Before I read this book, I hadn’t thought about the huge hole in YA lit. That hole is books about young adult soldiers. One of my best friends is married to a veteran, and yet it still never occurred to me that there was this missing piece. People enlist at an insanely young age and do brave courageous things for their country and they deserve to have a part in YA lit. To have their stories told. I can’t say it more eloquently than the author, so here’s a link to Heather Demetrios‘s blog post/letter to the reader she posted in August. This book is her favorite one, and it’s quickly becoming mine too.

 I often refer to the book you’re holding in your hands as the book of my heart. It is intensely personal and was inspired by seeing my father’s struggle with PTSD and Gulf War Syndrome, as well as some of the challenges I had in my own adolescence.

So without further ado, here are some of my thoughts.

Release Date:

February 3, 2015

Plot:

Skylar Evans has lived in Creek View, California for her whole life. She’s had her hard times (her father’s untimely death and her mother’s various subsequent addictions) and now she’s looking forward to the good. She’s a scholarship student and she’s getting the hell out of Creek View. Her last Summer isn’t going to be pretty: this novel isn’t pretty. Its realistic. Sky is dealing with poverty on an extreme level every day. So nobody is more surprised or unwilling than her when, at 19-year-old Josh Mitchell’s homecoming party, she finds herself wanting to see him again.

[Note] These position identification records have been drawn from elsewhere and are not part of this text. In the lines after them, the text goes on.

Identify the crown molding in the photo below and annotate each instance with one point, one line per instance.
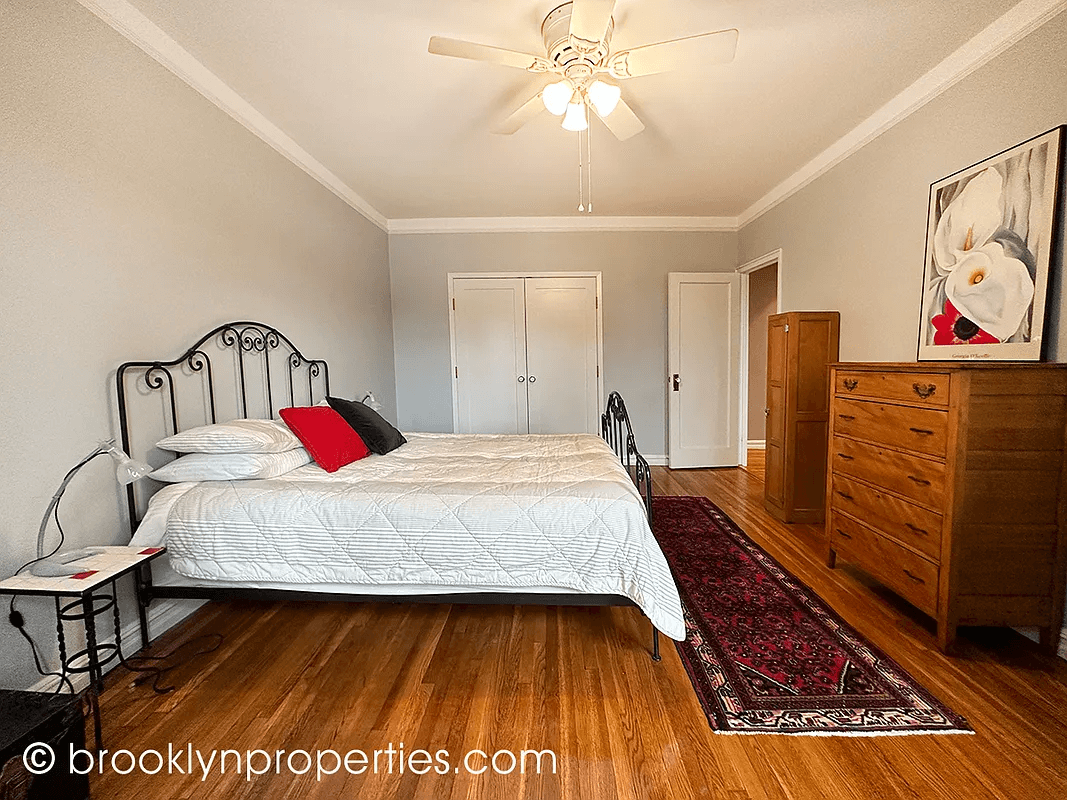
(1002, 33)
(141, 31)
(1015, 25)
(559, 224)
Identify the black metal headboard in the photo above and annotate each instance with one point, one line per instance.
(616, 430)
(240, 369)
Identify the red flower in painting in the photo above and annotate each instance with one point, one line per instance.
(952, 328)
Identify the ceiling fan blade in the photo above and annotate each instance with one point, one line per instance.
(460, 49)
(589, 20)
(702, 49)
(520, 116)
(623, 123)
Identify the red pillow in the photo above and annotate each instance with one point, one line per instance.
(328, 437)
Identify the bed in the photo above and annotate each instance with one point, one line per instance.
(444, 518)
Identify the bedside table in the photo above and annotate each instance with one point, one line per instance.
(85, 602)
(54, 720)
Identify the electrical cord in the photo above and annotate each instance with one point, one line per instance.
(155, 672)
(15, 617)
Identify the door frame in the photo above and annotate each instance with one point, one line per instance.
(671, 340)
(774, 257)
(452, 276)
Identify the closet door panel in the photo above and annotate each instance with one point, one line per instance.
(561, 352)
(490, 340)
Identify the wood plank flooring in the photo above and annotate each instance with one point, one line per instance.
(578, 682)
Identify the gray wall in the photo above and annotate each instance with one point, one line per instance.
(854, 240)
(762, 303)
(635, 267)
(133, 217)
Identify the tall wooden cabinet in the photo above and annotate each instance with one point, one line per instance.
(946, 484)
(800, 347)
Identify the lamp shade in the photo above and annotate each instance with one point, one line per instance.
(576, 120)
(127, 470)
(604, 97)
(556, 97)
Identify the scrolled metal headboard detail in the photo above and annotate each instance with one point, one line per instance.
(616, 430)
(265, 364)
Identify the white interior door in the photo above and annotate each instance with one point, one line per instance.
(561, 354)
(489, 341)
(703, 341)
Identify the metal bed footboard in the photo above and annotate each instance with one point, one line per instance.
(266, 371)
(617, 431)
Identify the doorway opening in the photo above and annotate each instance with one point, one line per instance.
(763, 299)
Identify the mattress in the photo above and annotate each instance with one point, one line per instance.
(444, 513)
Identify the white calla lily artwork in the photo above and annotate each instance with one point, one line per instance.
(990, 237)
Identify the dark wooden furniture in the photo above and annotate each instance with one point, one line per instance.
(29, 720)
(946, 484)
(800, 347)
(89, 594)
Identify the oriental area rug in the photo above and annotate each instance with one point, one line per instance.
(765, 654)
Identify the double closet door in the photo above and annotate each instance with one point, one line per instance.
(525, 354)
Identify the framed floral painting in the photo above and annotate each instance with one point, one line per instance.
(990, 238)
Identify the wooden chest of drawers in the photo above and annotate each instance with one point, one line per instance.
(945, 483)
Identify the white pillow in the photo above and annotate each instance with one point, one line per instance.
(238, 435)
(201, 466)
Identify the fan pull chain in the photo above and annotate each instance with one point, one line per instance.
(582, 202)
(589, 166)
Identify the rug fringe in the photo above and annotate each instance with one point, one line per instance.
(855, 734)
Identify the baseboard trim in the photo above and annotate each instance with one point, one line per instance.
(162, 616)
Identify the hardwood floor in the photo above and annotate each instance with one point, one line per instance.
(578, 682)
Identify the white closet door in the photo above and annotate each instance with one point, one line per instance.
(489, 324)
(561, 354)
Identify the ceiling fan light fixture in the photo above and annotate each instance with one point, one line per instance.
(576, 120)
(604, 97)
(557, 96)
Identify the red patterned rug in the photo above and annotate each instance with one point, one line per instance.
(766, 655)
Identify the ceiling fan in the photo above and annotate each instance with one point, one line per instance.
(577, 40)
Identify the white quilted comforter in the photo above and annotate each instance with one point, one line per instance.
(446, 510)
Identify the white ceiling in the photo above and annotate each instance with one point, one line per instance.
(352, 83)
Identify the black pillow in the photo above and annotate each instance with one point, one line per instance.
(378, 434)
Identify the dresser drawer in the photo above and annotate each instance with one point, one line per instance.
(902, 521)
(913, 387)
(920, 479)
(921, 430)
(911, 576)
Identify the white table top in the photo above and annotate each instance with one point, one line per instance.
(96, 570)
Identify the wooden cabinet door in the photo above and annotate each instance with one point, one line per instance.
(777, 373)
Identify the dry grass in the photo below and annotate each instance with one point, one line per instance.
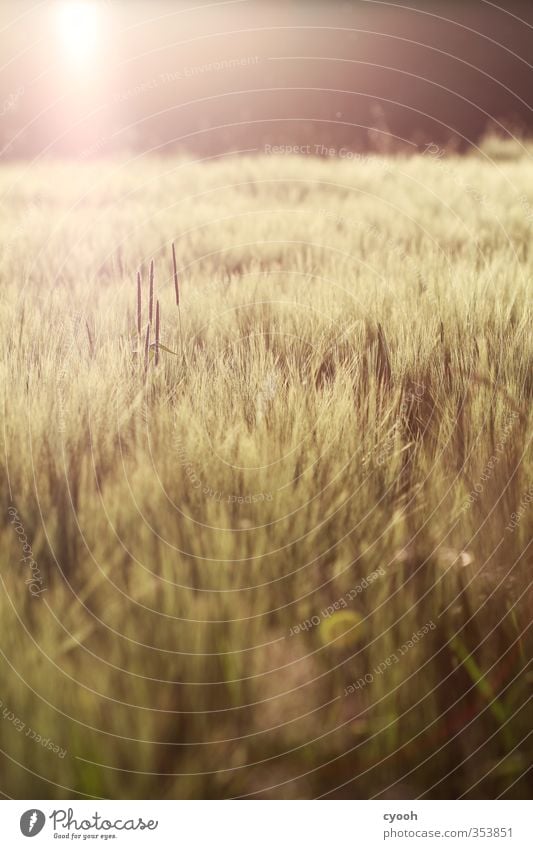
(356, 361)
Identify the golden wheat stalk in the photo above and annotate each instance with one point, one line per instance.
(139, 303)
(151, 301)
(177, 291)
(147, 347)
(157, 319)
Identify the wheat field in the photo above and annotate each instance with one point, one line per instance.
(291, 559)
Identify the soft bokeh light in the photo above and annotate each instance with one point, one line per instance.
(80, 26)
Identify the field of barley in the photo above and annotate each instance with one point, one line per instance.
(286, 553)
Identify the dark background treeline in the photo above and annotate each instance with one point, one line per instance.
(216, 77)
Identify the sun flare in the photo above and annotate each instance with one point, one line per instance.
(80, 30)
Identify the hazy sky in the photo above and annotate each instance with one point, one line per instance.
(89, 78)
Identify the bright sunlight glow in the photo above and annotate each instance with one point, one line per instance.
(80, 30)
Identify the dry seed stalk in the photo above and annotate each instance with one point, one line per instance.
(147, 346)
(151, 303)
(156, 332)
(177, 290)
(139, 303)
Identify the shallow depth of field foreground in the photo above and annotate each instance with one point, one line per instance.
(291, 559)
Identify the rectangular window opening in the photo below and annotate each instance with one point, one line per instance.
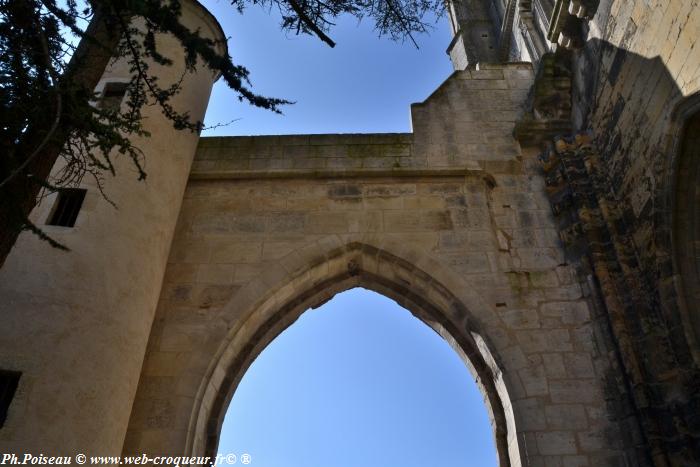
(112, 95)
(9, 380)
(67, 206)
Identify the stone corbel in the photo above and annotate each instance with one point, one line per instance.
(567, 18)
(549, 112)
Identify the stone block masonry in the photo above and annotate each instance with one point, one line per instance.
(451, 220)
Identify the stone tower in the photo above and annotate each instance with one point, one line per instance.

He’s always been the life of the party, but now that he’s back from Afghanistan and traveling to San Francisco for various therapies, he seems different. Sky and Josh’s love story is as real as it gets when it comes to falling for a vet: he’s got PTSD and suffers from all of the terrible side affects of losing a limb.

But this book, guys. Man. I don’t even have a readalike for it. It’s not like anything else I’ve ever read.  I started reading it yesterday and after work I spent hours just reading. This is a stay-up-until-1am-with-your-kindle-under-the-covers read. At least it was for me.

Verdict:

Gecha ass in gear and read this book so I can discuss it with someone. Please.

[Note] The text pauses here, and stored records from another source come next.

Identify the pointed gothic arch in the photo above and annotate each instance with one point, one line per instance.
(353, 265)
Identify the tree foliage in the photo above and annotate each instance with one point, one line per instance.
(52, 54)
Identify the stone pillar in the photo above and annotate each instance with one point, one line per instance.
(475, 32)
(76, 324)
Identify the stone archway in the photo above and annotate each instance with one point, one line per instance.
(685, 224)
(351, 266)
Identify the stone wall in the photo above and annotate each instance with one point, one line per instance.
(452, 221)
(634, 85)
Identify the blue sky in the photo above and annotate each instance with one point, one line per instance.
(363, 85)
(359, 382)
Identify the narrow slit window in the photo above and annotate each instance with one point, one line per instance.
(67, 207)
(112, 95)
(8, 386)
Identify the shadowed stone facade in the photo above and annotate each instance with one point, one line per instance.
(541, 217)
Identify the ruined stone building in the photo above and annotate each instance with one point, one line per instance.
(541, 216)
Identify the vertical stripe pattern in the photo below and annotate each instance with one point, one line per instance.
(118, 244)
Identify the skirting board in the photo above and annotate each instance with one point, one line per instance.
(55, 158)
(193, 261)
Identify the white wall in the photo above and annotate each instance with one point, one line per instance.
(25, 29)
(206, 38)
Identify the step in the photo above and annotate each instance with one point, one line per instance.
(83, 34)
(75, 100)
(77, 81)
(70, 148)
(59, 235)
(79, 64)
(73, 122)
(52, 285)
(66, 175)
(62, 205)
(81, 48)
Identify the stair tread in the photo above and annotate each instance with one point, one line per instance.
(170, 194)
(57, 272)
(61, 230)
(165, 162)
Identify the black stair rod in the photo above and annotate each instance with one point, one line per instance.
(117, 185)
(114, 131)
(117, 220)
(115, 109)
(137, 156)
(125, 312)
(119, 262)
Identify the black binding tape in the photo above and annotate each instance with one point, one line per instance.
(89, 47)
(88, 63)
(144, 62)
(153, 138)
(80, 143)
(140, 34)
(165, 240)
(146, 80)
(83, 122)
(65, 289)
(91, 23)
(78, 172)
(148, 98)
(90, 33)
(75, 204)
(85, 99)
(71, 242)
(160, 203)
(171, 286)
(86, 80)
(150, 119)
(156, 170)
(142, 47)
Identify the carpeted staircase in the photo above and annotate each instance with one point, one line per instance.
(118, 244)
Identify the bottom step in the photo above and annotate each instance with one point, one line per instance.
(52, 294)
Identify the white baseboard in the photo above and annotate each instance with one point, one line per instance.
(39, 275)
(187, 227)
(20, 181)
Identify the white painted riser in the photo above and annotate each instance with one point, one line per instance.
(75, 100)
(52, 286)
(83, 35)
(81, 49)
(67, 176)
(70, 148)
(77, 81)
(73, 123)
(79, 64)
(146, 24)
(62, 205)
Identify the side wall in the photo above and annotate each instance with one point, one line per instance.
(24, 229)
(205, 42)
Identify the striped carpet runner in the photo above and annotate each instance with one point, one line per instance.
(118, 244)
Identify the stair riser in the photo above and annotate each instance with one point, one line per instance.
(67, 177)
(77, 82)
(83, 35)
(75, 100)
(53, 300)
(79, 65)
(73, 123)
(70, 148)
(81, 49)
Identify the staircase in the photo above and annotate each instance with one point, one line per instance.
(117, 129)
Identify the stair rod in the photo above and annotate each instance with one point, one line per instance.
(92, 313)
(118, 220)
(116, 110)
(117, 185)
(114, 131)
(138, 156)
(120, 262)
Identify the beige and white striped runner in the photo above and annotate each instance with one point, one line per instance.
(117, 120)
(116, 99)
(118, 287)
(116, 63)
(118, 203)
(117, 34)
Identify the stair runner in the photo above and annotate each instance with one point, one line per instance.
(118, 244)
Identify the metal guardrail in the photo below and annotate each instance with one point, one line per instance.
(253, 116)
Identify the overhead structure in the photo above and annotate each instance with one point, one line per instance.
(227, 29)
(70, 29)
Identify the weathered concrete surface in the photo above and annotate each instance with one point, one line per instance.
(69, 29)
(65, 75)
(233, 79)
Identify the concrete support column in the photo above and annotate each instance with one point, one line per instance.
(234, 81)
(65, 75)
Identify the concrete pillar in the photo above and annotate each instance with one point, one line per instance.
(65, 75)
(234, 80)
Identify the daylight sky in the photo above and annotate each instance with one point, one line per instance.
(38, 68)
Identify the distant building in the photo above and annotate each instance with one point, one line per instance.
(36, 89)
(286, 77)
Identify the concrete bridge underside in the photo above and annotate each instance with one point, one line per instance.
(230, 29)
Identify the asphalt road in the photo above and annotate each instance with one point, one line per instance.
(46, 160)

Red Queen by Victoria Aveyard

I highly contest this tagline,

Graceling meets The Selection

not unlike many of the other readers out there that I’m seeing. I can honestly say that ____ meets ____ meets ___ is just as much of a cop-out as “the next Harry Potter” and might be nearly as problematic.

That being said. Mare’s narrow world has her pegged as the underdog, and there’s nothing she can do about it. When she bleeds, she bleeds red, unlike the upper-class Silver elite who bleed silver blood. Side note: This leads to interesting problems later because when she blushes, she blushes a rosy pink color unlike her silver counterparts. A well-developed part of the plot that made it seem more believable. That’s not the only thing that keeps the reds down. Nope. The Silvers have special abilities like telepathy, the ability to control the will of others, or the ability to control elements and objects around them.

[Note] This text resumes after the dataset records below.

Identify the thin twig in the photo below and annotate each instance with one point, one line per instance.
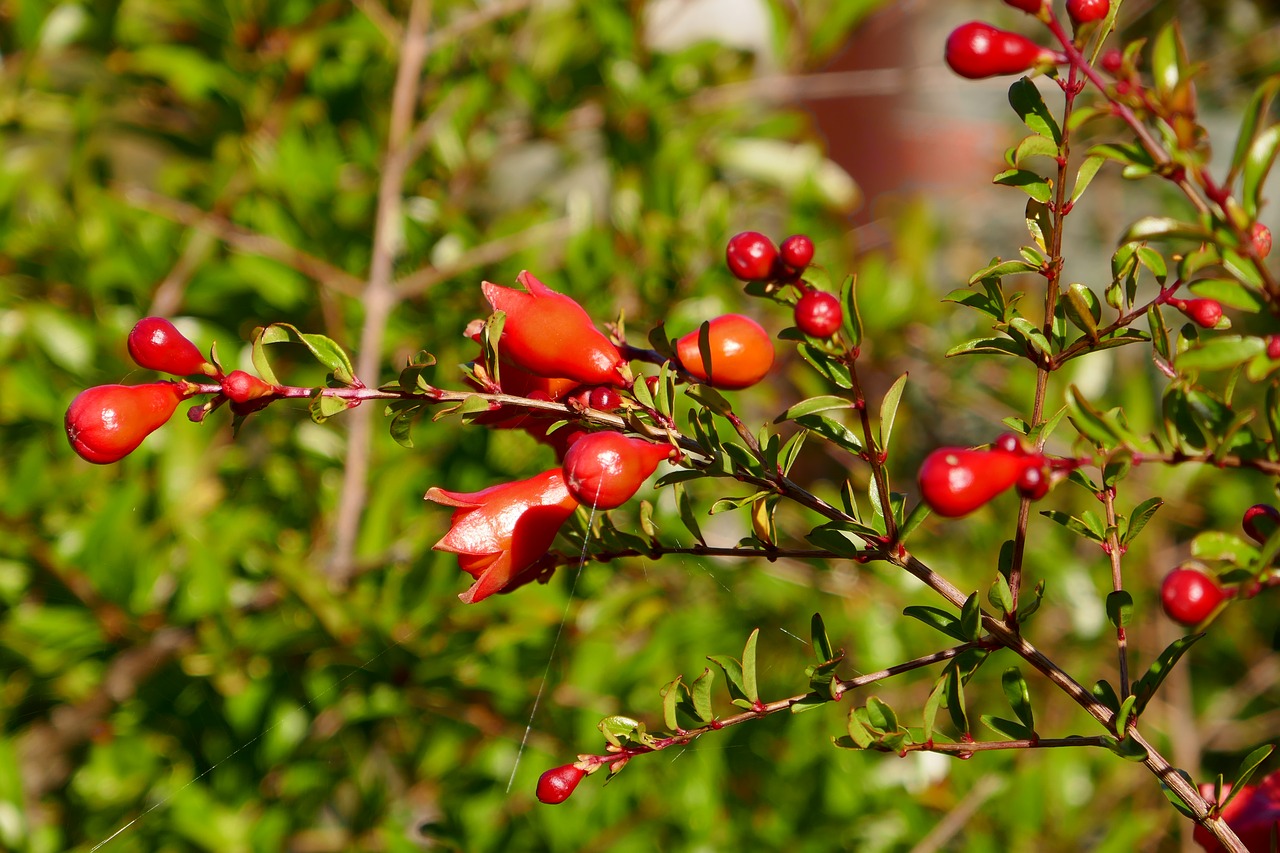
(379, 293)
(242, 238)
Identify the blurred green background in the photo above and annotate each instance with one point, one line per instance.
(195, 648)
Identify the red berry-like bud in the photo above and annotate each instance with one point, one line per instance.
(1261, 237)
(603, 398)
(1083, 12)
(1203, 313)
(1260, 520)
(818, 314)
(750, 256)
(1009, 443)
(1189, 596)
(155, 343)
(978, 50)
(606, 469)
(1029, 7)
(1032, 483)
(796, 251)
(956, 480)
(108, 423)
(741, 352)
(243, 387)
(556, 785)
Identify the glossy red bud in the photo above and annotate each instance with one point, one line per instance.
(556, 785)
(978, 50)
(750, 256)
(606, 469)
(1189, 596)
(818, 314)
(956, 480)
(1260, 520)
(243, 387)
(155, 343)
(106, 423)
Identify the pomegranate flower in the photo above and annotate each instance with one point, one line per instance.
(501, 532)
(1253, 815)
(549, 334)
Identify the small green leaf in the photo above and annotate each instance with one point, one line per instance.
(970, 617)
(822, 648)
(937, 619)
(700, 693)
(1120, 607)
(888, 410)
(813, 405)
(1019, 696)
(1031, 108)
(749, 666)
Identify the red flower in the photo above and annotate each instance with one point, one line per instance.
(1252, 815)
(501, 532)
(549, 334)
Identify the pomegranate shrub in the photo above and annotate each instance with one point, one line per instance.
(653, 425)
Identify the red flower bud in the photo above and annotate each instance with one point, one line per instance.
(1083, 12)
(750, 256)
(1261, 238)
(956, 480)
(155, 343)
(1260, 520)
(1189, 596)
(1252, 815)
(741, 352)
(1203, 313)
(556, 785)
(606, 469)
(243, 387)
(501, 532)
(978, 50)
(549, 334)
(108, 423)
(818, 314)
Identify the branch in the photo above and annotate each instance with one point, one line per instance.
(241, 238)
(379, 293)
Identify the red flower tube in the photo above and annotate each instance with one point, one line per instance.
(501, 532)
(549, 334)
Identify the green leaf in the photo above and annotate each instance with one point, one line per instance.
(749, 666)
(822, 648)
(1255, 113)
(672, 694)
(813, 405)
(1019, 696)
(324, 350)
(1246, 771)
(1164, 228)
(888, 410)
(1138, 519)
(970, 617)
(1220, 352)
(1006, 728)
(1031, 108)
(1160, 669)
(937, 619)
(1120, 607)
(1084, 176)
(1028, 182)
(700, 693)
(1229, 292)
(1257, 165)
(686, 512)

So when Mare is offered a job at the Silver palace in order to get out of being conscripted as a front-lines solider in a war she has no interest in, she jumps at the opportunity. Who wouldn’t when you don’t want to die for a lost cause? She soon finds out, however, that she has an ability too: she can make electricity, including controlling the many security cameras in the castle.

With her new found ability comes new responsibility.

Soon Mare finds herself deep in the life of the Silver royals, whether she wants to or not.

All she knows is she better not bleed.